There’s a certain vibe to Detroit, too.  The article linked above refers to “ruin porn” — an apt phrase that captures the kind of slack-jawed wonder at the decaying cityscapes that we have noticed in our visits there and reported from time to time on this blog.  The dereliction not only makes you ponder how a great city fell so far, but also what can be done to raise it back up again.  Part of the allure of Detroit for young artists and other risk-takers is the chance to be part of what could be a great story of urban renaissance.  For an artist, that sense of frontier-like opportunity not only is bound to stoke the creative fires, but it also gives the city’s art scene a certain cachet that may well attract attention — and art sales.

I’m rooting for Detroit.

An Abundance Of Musical Riches

Tonight Kish and I got back from a performance at Schiller Park — more about that later — and we decided to build a fire.  When Skipper decided to turn in, I thought I would stay up for while, stoke the flames, drink a few cold beers, and listen to some American music.

But . . . what to listen to, exactly?  Because when you are talking about American music genres, you have the luxury of incredible choice.  Ragtime, jazz, blues, rock ‘n roll, soul — it all depends on your mood.

It’s extraordinary, when you think about it.  This country has produced a series of musical forms that have tremendous, worldwide, everlasting appeal.  We’ll gladly leave waltzes to Austria and opera to Italy, but we’ve cornered the market on just about everything else worth mentioning.  And don’t just take my word for it.  Ask people in France or Japan about Louis Armstrong or John Coltrane or Miles Davis, or listen to British lad Eric Clapton team up with Duane Allman for Derek and the Dominoes’ epic treatment of Key to the Highway, or listen to some early Chuck Berry or Jerry Lee Lewis and then hear the Beatles or the Rolling Stones cover those songs, and you realize what a fantastic wellspring of music has been tapped in the United States of America.

Tonight I felt like listening to some blues, so B.B. King and the Blind Boys of Alabama and Robert Johnson and Leadbelly and Odetta — as well as J.T. Lauritsen and Stevie Ray Vaughn and Eric Clapton and Led Zeppelin and the Allman Brothers — helped to brighten and prolong a great evening.  Just listening to it made me proud to be a citizen of the Land of the Free and the Home of the Brave.

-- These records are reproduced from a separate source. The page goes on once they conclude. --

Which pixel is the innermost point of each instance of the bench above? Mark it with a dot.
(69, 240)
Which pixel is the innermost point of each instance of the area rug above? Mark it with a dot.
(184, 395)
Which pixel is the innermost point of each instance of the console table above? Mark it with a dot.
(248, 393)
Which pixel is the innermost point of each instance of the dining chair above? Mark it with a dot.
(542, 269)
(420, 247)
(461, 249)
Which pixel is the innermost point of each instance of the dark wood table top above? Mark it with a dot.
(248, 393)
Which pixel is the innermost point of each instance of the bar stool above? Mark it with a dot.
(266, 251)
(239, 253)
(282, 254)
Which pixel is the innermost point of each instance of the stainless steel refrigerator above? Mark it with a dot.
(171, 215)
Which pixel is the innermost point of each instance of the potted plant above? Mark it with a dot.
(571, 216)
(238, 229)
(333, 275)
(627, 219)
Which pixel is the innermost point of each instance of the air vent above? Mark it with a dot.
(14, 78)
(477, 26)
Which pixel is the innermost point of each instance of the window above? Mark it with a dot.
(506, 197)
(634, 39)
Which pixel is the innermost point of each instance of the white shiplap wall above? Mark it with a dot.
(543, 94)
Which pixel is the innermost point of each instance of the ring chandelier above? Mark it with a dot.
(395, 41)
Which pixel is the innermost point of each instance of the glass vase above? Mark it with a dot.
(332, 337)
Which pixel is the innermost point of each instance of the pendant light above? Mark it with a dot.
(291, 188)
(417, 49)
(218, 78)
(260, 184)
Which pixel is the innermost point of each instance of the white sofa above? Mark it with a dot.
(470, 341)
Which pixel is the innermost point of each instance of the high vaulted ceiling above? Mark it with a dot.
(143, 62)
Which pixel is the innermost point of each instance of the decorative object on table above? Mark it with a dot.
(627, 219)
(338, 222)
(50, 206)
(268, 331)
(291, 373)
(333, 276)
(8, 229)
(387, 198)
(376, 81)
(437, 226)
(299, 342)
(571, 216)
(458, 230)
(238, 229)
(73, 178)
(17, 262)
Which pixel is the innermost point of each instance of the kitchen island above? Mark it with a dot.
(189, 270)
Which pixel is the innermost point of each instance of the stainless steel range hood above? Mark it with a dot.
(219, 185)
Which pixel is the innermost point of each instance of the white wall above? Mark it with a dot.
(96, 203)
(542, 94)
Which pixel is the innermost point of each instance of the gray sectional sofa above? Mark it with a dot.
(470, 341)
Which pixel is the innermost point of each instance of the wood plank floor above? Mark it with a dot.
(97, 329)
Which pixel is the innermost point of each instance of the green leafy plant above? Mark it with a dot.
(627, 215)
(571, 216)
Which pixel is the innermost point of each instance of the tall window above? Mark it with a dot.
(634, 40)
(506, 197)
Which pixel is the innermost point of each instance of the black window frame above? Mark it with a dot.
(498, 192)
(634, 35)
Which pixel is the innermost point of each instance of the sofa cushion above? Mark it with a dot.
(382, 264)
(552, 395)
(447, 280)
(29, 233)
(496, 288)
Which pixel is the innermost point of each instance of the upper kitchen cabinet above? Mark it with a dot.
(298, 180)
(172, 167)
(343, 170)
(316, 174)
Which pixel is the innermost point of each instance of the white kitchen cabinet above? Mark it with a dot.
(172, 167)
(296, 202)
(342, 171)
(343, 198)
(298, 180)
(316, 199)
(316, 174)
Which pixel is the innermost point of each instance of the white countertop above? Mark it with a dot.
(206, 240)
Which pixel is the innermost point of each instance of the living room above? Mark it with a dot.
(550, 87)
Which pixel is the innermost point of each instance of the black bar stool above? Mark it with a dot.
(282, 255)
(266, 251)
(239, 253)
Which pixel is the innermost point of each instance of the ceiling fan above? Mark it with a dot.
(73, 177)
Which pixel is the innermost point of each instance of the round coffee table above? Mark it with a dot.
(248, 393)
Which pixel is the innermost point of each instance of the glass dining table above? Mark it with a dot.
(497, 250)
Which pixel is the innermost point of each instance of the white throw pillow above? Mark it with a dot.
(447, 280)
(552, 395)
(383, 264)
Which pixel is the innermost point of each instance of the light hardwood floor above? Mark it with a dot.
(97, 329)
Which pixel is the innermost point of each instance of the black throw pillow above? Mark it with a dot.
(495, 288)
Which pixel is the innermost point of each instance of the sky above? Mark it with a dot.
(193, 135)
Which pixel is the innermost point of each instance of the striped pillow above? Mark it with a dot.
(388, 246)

The Candidate On The Corner

It’s pretty rare when you get to see an actual presidential candidate in person.  I’m really lucky, because I’ve walked past one on the way home from work.

IMG_6135The candidate’s name is Timothy R. Farkas.  On two afternoons recently he’s been camped out at the corner of Third Street and Fulton, at the entrance to the on-ramp to I-70, wearing shorts and a summer shirt, holding a hand-lettered sign announcing his candidacy and happily waving at cars as they passed by.  I shook his hand — that’s what you’re supposed to do with candidates — and took his picture.  He urged me to check out his website, but the address on his sign is wrong. I found his website here.

Mr. Farkas’ decision to pursue the presidency so publicly made me smile.  When I grew up in a more innocent time, people often said that in America anyone could grow up to be the President.  It’s nice to see that some people still believe it.